On the level
Drop a marble anywhere in our house and it’ll roll to the other end of the room, and not necessarily in a straight line.
“Level” is a vague and long-forgotten concept between these walls. As a neighbor describes it, this is the type of house that a carpenter walks into, looks around and announces: “By the hour.”
The massive oak beams that support the floors eat saw blades for breakfast, but the results of their centuries-long battle with gravity are betrayed by their noticeably saggy mid-sections. The droopy joists require us to keep shims handy for quick leveling of off-kilter furniture. It’s all very charming, at least until you’ve had one too many to drink and find yourself wondering whether it’s you or the house that’s leaning.
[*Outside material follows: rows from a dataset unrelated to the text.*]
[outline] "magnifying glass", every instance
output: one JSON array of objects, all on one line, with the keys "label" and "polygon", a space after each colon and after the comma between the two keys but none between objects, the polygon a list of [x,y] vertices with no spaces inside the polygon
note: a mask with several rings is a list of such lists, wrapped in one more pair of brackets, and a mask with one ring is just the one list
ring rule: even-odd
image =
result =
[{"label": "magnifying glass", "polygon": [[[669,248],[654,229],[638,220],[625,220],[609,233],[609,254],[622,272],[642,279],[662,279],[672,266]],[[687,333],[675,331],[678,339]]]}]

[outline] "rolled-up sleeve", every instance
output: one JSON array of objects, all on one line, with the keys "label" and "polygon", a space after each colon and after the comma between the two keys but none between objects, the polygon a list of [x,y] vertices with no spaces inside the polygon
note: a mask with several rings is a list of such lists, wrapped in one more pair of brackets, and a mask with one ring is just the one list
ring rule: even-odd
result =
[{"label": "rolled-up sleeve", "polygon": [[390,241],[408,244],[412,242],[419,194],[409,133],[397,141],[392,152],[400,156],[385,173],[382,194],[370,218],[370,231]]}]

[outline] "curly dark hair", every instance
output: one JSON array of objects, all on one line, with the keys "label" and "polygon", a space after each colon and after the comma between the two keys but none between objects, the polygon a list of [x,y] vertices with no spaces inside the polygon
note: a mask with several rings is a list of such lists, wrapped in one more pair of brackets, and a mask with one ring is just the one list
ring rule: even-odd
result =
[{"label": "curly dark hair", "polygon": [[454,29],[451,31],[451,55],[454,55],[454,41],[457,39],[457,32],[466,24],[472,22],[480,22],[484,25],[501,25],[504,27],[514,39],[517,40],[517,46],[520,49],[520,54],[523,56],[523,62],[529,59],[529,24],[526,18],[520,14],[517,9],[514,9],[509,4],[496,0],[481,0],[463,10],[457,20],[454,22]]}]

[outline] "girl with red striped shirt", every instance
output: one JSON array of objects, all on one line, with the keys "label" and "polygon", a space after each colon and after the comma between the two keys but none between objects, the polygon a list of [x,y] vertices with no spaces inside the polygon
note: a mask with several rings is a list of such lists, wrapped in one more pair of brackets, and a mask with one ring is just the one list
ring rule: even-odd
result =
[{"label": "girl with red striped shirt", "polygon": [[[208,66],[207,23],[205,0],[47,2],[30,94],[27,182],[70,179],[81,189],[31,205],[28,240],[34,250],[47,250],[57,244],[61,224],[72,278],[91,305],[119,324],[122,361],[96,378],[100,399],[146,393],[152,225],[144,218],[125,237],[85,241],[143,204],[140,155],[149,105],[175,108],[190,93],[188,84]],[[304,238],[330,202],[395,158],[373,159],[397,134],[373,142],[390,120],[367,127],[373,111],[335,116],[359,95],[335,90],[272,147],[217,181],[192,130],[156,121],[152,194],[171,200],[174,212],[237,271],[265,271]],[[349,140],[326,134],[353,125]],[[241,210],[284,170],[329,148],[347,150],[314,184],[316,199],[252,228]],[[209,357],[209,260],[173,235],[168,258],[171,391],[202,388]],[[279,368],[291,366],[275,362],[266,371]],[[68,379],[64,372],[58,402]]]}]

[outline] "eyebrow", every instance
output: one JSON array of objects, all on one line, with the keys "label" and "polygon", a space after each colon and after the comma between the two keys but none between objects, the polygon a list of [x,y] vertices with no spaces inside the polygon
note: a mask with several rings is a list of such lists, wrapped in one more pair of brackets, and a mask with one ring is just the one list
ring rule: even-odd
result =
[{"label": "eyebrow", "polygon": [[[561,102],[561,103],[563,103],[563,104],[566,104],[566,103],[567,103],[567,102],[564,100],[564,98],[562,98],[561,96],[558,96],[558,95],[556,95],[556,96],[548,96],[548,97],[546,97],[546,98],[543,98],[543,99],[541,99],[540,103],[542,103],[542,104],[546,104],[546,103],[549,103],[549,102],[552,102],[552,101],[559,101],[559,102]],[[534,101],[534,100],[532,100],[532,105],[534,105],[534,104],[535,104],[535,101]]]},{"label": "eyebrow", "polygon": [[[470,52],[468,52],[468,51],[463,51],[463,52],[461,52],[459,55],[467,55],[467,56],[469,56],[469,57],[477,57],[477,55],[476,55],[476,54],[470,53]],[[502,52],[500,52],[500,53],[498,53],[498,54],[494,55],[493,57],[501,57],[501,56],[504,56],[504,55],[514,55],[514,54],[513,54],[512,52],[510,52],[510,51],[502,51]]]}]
Wood structures move a lot. Day-to-day and season-to-season, a wood house is growing and shrinking, torquing and turning as it reacts to changes in temperature and humidity. And, although wood is exceptionally strong for its weight, it eventually fatigues when placed under constant load, resulting in that characteristic old house sag. For a particularly impressive example of this effect, check out the wavy roof line of the Fairbanks House, the oldest known wooden house in the United States, built in Dedham, Massachusetts around 1637 (don’t believe the chimney):
Clearly, the beams in that place are totally tuckered out after 376 years of reliable service.
I’ve always know that our dining room floors were out-of-whack, but in preparation for the kitchen renovation I decided to take some quick measurements to see what I’ll be up against when setting cabinets. I whipped out my trusty laser level to project a level line across the room.
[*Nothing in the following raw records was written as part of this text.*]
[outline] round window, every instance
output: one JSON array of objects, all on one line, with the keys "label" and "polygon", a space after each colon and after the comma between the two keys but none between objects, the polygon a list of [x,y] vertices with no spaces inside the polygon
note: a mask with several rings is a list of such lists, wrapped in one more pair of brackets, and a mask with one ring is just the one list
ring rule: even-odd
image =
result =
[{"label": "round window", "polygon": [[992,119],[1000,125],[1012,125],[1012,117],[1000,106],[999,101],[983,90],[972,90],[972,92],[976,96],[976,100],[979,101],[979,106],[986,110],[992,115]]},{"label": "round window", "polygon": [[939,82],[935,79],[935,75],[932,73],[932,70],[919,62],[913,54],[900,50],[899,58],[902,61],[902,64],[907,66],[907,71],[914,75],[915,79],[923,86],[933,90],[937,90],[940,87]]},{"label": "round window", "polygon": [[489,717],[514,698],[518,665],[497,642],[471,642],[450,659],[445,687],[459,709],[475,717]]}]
At the living room side of the room, the laser line registers at 33 1/2″ above the floor.
But by the time you reach the opposite end of the space, the same line is 35 1/8″ above the floor.
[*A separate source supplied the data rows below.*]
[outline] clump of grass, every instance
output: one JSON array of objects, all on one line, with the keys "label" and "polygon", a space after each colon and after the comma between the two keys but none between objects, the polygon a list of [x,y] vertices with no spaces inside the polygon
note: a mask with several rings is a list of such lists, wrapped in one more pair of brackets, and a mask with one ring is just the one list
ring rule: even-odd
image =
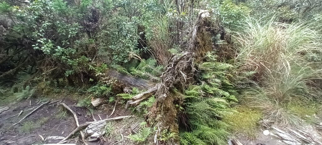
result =
[{"label": "clump of grass", "polygon": [[33,129],[40,127],[48,121],[48,117],[43,117],[36,121],[29,121],[23,123],[19,128],[19,133],[30,132]]},{"label": "clump of grass", "polygon": [[298,120],[289,110],[290,102],[321,99],[320,84],[315,81],[322,80],[322,35],[313,25],[273,19],[249,19],[244,32],[236,38],[240,45],[235,64],[240,71],[257,72],[258,85],[242,98],[265,108],[265,116],[272,121],[296,125]]},{"label": "clump of grass", "polygon": [[259,121],[263,117],[261,111],[244,106],[237,106],[235,109],[238,113],[227,116],[223,121],[230,125],[232,132],[245,134],[252,139],[255,138]]},{"label": "clump of grass", "polygon": [[107,137],[115,130],[115,128],[113,124],[111,122],[108,122],[106,123],[106,125],[105,126],[105,136]]}]

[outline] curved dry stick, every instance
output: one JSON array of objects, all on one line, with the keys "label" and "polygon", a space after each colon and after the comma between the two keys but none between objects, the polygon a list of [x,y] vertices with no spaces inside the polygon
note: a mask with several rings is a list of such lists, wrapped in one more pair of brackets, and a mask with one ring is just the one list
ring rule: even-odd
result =
[{"label": "curved dry stick", "polygon": [[108,118],[109,117],[110,117],[110,116],[112,116],[112,115],[113,115],[113,113],[114,113],[114,111],[115,111],[115,107],[116,107],[116,104],[117,103],[118,100],[117,100],[116,101],[115,101],[115,104],[114,105],[114,108],[113,109],[113,111],[112,111],[112,113],[111,113],[111,114],[109,114],[109,115],[107,117],[106,117],[106,118]]},{"label": "curved dry stick", "polygon": [[28,114],[26,115],[26,116],[24,116],[24,117],[23,118],[22,118],[22,119],[21,119],[21,120],[20,120],[20,121],[19,121],[17,122],[17,123],[14,123],[14,124],[13,124],[12,125],[11,125],[11,126],[14,126],[15,125],[17,125],[17,124],[19,123],[20,122],[21,122],[21,121],[22,121],[24,119],[28,117],[28,116],[29,116],[29,115],[31,115],[35,111],[37,110],[38,110],[38,109],[39,109],[39,108],[40,108],[41,107],[41,106],[42,106],[43,105],[45,105],[45,104],[48,104],[48,103],[49,103],[50,102],[50,101],[47,101],[47,102],[45,102],[44,103],[43,103],[42,104],[40,105],[39,105],[37,108],[36,108],[36,109],[34,109],[31,112],[30,112],[29,113],[28,113]]},{"label": "curved dry stick", "polygon": [[109,119],[104,119],[104,120],[102,120],[101,121],[96,121],[87,122],[86,122],[86,123],[83,123],[82,124],[80,124],[80,125],[75,130],[73,130],[72,131],[71,131],[71,133],[70,133],[68,135],[68,136],[67,136],[64,139],[63,139],[62,140],[60,141],[58,143],[62,143],[62,142],[63,142],[63,141],[65,141],[65,140],[68,140],[68,139],[69,139],[70,138],[71,138],[71,137],[73,136],[75,134],[76,134],[76,133],[78,132],[80,130],[81,130],[81,129],[84,129],[85,128],[86,128],[86,127],[87,127],[90,124],[91,124],[92,123],[95,123],[95,122],[98,122],[98,121],[108,121],[108,120],[119,120],[119,119],[123,119],[126,118],[128,118],[130,117],[131,117],[130,116],[119,116],[119,117],[115,117],[115,118],[109,118]]},{"label": "curved dry stick", "polygon": [[[62,105],[64,107],[66,108],[67,110],[68,110],[70,112],[71,112],[72,114],[73,114],[73,115],[74,116],[74,118],[75,119],[75,121],[76,122],[76,125],[77,125],[78,127],[80,126],[79,122],[78,122],[78,118],[77,118],[77,115],[76,115],[76,113],[73,111],[71,108],[69,108],[68,106],[66,105],[64,103],[62,103],[59,104],[60,105]],[[86,140],[85,140],[85,134],[84,134],[84,132],[83,131],[80,131],[80,136],[81,136],[82,140],[83,141],[83,142],[84,143],[85,145],[88,145],[87,142],[86,142]]]}]

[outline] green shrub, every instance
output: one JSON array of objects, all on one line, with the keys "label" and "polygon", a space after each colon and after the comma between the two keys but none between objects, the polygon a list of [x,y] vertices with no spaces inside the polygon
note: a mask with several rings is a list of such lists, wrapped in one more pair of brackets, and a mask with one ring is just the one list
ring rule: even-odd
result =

I’ll save you the trouble: that’s a 1 5/8″ difference across 18 feet.
Truth be told, most of the height change occurs in a short stretch of floor where it slopes abruptly for no discernible reason. And the floor is more or less level in the other direction. The cabinet installation will be challenging, but to the casual observer nothing will seem out of whack, except that the cabinet toe kicks will be taller on one end of the room than the other.
And when the kitchen project is complete, the countertops will be the one truly level surface in the house – at least until the weather changes.